Y es que, como todos sabemos, el deporte es poder y cuanto más poder deportivo demuestras más grande es tu Estado. Lo hizo el bloque soviético, la URSS a la cabeza, con la RDA y Rumanía detrás y también China. Parece que asimismo Kenia, que está ahora sometida a una vigilancia tremenda por el COI y la IAAF por su débil programa antidopaje.

Pero, volvamos a Sochi y pongámonos en la piel de estos Ethan Hunt de verdad, y no el Tom Cruise de la saga Misión Imposible, agujereando la pared, obteniendo las botellitas y dando el cambiazo. Esas botellas son de la marca suiza Berlinger, que existe desde 1865 y que, desde Sidney 2000, es la proveedora de los envases para depositar la orina en las Olimpiadas.

La Sra. Berlinger, directora general de la empresa helvética, se ha quedado, según dice ella misma, «sin palabras» pero que no acaba de creérselo porque no puede admitir que su producto pueda ser abierto y reutilizado sin que se vea. Pero, también menciona, aunque de pasada, que existe un aparato, creado por la propia empresa, que puede abrirla y que cuesta 2.000 dólares. Luego, el problema sería cerrarlas de nuevo pero ya se ven visos de realidad en los que el Dr. Rodchenkov nos cuenta. Obviamente, tanto el gobierno ruso como el comité olímpico del país han puesto la voz en grito y han visto detrás de esto una conspiración contra los fuertes eslavos que iban a arrasar en los próximos juegos?
Sea cierto o no, el que el jefe del antidopaje lo cuente con pelos y detalles, y aun a pesar de parecer algo de película, queda un resquemor y un mal sabor de boca. Ahora habría que investigar en profundidad y si hay que sancionar a saco, se hace. Cada vez más vemos trampas, como la de la juvenil belga de ciclismo y su motor velocipédico, así que no sería de extrañar una manipulación urinaria, sobre todo hecha por quienes eran los amos del lugar.

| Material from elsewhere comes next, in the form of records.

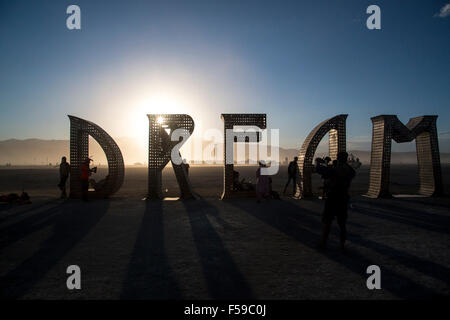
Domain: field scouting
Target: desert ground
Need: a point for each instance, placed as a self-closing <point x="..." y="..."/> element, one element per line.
<point x="128" y="248"/>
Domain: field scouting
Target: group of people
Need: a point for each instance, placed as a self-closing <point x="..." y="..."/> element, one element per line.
<point x="337" y="176"/>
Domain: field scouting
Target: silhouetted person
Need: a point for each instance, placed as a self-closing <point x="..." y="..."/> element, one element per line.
<point x="85" y="174"/>
<point x="262" y="183"/>
<point x="336" y="204"/>
<point x="292" y="175"/>
<point x="64" y="172"/>
<point x="326" y="181"/>
<point x="186" y="166"/>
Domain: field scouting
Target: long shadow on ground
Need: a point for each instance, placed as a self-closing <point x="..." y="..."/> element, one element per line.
<point x="291" y="220"/>
<point x="150" y="275"/>
<point x="71" y="223"/>
<point x="223" y="278"/>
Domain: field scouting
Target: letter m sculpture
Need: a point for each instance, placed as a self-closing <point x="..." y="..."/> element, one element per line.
<point x="423" y="130"/>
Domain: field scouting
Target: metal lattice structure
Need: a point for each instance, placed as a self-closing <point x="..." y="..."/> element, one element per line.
<point x="423" y="129"/>
<point x="229" y="121"/>
<point x="159" y="153"/>
<point x="80" y="130"/>
<point x="336" y="127"/>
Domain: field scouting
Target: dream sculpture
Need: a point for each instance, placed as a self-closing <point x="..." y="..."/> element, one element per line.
<point x="423" y="130"/>
<point x="79" y="150"/>
<point x="336" y="127"/>
<point x="229" y="121"/>
<point x="160" y="150"/>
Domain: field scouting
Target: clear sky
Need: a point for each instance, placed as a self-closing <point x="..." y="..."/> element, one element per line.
<point x="300" y="62"/>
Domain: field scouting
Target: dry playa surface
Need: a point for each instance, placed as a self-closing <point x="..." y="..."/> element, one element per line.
<point x="128" y="248"/>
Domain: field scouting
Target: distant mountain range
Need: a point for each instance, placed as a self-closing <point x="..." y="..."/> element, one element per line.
<point x="43" y="152"/>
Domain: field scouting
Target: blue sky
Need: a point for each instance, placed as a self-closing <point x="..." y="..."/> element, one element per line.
<point x="300" y="62"/>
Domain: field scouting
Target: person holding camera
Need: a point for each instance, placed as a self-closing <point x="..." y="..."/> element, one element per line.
<point x="339" y="178"/>
<point x="86" y="172"/>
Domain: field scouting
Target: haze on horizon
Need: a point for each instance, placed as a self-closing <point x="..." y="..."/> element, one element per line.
<point x="298" y="62"/>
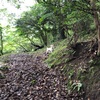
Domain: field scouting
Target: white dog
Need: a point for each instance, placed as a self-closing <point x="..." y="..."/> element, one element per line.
<point x="50" y="50"/>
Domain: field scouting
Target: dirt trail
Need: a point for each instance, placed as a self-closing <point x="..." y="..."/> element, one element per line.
<point x="29" y="78"/>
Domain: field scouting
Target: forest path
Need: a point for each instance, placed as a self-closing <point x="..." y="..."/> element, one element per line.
<point x="28" y="78"/>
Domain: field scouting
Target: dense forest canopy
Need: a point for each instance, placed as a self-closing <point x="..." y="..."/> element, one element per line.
<point x="48" y="21"/>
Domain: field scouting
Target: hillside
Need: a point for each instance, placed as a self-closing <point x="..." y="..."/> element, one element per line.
<point x="68" y="73"/>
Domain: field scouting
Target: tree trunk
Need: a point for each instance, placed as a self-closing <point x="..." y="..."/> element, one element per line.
<point x="96" y="22"/>
<point x="1" y="43"/>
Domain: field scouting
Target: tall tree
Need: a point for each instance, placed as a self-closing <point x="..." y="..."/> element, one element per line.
<point x="1" y="41"/>
<point x="96" y="14"/>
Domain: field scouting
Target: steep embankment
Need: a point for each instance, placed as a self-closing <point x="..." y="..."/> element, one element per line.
<point x="81" y="66"/>
<point x="28" y="78"/>
<point x="74" y="74"/>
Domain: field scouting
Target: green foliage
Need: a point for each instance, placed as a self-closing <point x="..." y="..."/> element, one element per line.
<point x="59" y="55"/>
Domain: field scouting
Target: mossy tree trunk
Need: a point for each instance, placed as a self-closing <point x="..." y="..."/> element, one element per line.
<point x="96" y="22"/>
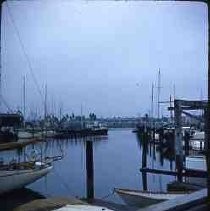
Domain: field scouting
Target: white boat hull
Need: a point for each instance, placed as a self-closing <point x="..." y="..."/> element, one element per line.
<point x="144" y="198"/>
<point x="15" y="179"/>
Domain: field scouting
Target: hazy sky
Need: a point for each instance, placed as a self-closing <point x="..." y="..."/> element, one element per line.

Más difícil hubiera sido hacerlo fuera de tu casa, pero con el control de todo, no es irreal. Rodchenkov dice que en apenas dos horas se hacía toda la operativa y me imagino a los espías vestidos de blanco (para escapar a la visión en medio de la nieve de Sochi) entrando furtivamente, sacando las botellas y volviendo con la orina nueva, limpia de polvo y paja.

Lo último es lo que nos revela sobre la ingesta: se hacía beber el producto dopante mezclado con vodka, lo que es un buen detalle patriótico, pero se le añadía whisky, lo que ya es rozar la perversión, ¿o ya empezaba a traicionar el doctor dopaje?

Ya que estamos de espías, recomiendo leer ´Gris de campaña´, novela de Philip Kerr, el estimulante escritor escocés, aunque aquí hay más mojito y ron que vodka y whisky.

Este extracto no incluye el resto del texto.